Part of GetMediaType():
VIDEOINFOHEADER *pvi = (VIDEOINFOHEADER*) toMediaType->AllocFormatBuffer(sizeof(VIDEOINFOHEADER));
pvi->AvgTimePerFrame = UNITS_PER_SECOND / m_pFormatContext->streams[m_streamNo]->codec->sample_rate; //sample_rate is 0
pvi->dwBitRate = m_pFormatContext->bit_rate;
pvi->rcSource = videoRect;
pvi->rcTarget = videoRect;
//Bitmap
pvi->bmiHeader.biSize = sizeof(BITMAPINFOHEADER);
pvi->bmiHeader.biWidth = videoRect.right;
pvi->bmiHeader.biHeight = videoRect.bottom;
pvi->bmiHeader.biPlanes = 1;
pvi->bmiHeader.biBitCount = m_pFormatContext->streams[m_streamNo]->codec->bits_per_raw_sample;//or should here be bits_per_coded_sample
pvi->bmiHeader.biCompression = FOURCC_H264;
pvi->bmiHeader.biSizeImage = GetBitmapSize(&pvi->bmiHeader);
Part of FillBuffer():
//Get buffer pointer
BYTE* pBuffer = NULL;
if (pSamp->GetPointer(&pBuffer) < 0)
return S_FALSE;
//Get next packet
AVPacket* pPacket = m_mediaFile.getNextPacket();
if (pPacket->data == NULL)
return S_FALSE;
//Check packet and buffer size
if (pSamp->GetSize() < pPacket->size)
return S_FALSE;
//Copy from packet to sample buffer
memcpy(pBuffer, pPacket->data, pPacket->size);
//Set media sample time
REFERENCE_TIME start = m_mediaFile.timeStampToReferenceTime(pPacket->pts);
REFERENCE_TIME duration = m_mediaFile.timeStampToReferenceTime(pPacket->duration);
REFERENCE_TIME end = start + duration;
pSamp->SetTime(&start, &end);
pSamp->SetMediaTime(&start, &end);
P.S. I've debugged my filter with hax264 decoder and it crashes on call to libav deprecated function img_convert().
Here is the MSDN link you need to build a correct H.264 media type: H.264 Video Types
You have to fill the right fields with the right values.

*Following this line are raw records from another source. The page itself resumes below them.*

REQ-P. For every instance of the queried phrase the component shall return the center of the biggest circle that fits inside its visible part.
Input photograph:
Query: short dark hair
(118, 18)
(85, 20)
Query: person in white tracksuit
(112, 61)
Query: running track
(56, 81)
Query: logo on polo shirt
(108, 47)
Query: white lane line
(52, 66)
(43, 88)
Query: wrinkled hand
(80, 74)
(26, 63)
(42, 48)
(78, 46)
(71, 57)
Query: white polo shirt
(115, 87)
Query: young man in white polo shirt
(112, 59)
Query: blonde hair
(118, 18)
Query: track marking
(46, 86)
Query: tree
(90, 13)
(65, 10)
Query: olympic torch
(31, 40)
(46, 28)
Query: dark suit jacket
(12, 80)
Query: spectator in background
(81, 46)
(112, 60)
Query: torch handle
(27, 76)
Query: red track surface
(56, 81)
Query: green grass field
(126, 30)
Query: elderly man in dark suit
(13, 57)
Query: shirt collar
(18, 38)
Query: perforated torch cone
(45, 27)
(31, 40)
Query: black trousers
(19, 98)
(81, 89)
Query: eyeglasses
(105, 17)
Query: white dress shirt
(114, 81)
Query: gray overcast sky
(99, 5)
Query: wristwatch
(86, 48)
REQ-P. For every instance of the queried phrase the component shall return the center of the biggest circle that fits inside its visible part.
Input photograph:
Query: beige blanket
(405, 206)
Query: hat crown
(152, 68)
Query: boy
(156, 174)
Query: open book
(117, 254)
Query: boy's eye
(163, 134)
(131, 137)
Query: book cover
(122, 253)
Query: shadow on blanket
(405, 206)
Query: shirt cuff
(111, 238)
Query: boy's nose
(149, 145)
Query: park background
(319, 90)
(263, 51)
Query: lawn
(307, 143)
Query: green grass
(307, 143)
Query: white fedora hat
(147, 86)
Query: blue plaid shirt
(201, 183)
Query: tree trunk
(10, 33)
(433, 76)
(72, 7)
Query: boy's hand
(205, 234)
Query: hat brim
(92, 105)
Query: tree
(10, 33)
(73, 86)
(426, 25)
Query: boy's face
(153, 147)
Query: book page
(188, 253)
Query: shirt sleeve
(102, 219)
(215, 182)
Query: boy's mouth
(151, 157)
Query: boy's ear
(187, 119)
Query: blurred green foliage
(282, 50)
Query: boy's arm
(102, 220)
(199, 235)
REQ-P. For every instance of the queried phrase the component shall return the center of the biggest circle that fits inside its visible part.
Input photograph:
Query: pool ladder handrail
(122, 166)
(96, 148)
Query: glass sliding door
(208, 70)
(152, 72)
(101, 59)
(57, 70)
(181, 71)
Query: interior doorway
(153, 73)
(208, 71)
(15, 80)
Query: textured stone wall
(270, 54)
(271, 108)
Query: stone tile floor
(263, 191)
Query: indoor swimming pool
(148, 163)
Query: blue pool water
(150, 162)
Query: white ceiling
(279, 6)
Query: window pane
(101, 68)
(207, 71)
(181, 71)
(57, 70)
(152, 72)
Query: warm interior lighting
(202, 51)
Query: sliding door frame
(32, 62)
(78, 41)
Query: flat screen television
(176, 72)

The AM_MEDIA_TYPE should contain the right MEDIASUBTYPE for h264.
And these are plain wrong :
pvi->bmiHeader.biWidth = videoRect.right;
pvi->bmiHeader.biHeight = videoRect.bottom;
You should use a width/height which is independent of the rcSource/rcTarget, due to the them being indicators, and maybe completely zero if you take them from some other filter.
pvi->bmiHeader.biBitCount = m_pFormatContext->streams[m_streamNo]->codec->bits_per_raw_sample;//or should here be bits_per_coded_sample
This only makes sense if biWidth*biHeight*biBitCount/8 are the true size of the sample. I do not think so ...
pvi->bmiHeader.biCompression = FOURCC_H264;
This must also be passed in the AM_MEDIA_TYPE in the subtype parameter.
pvi->bmiHeader.biSizeImage = GetBitmapSize(&pvi->bmiHeader);
This fails, because the fourcc is unknown to the function and the bitcount is plain wrong for this sample, due to not being a full frame.
You have to take a look at how the data stream is handled by the downstream h264 filter. This seems to be flawed.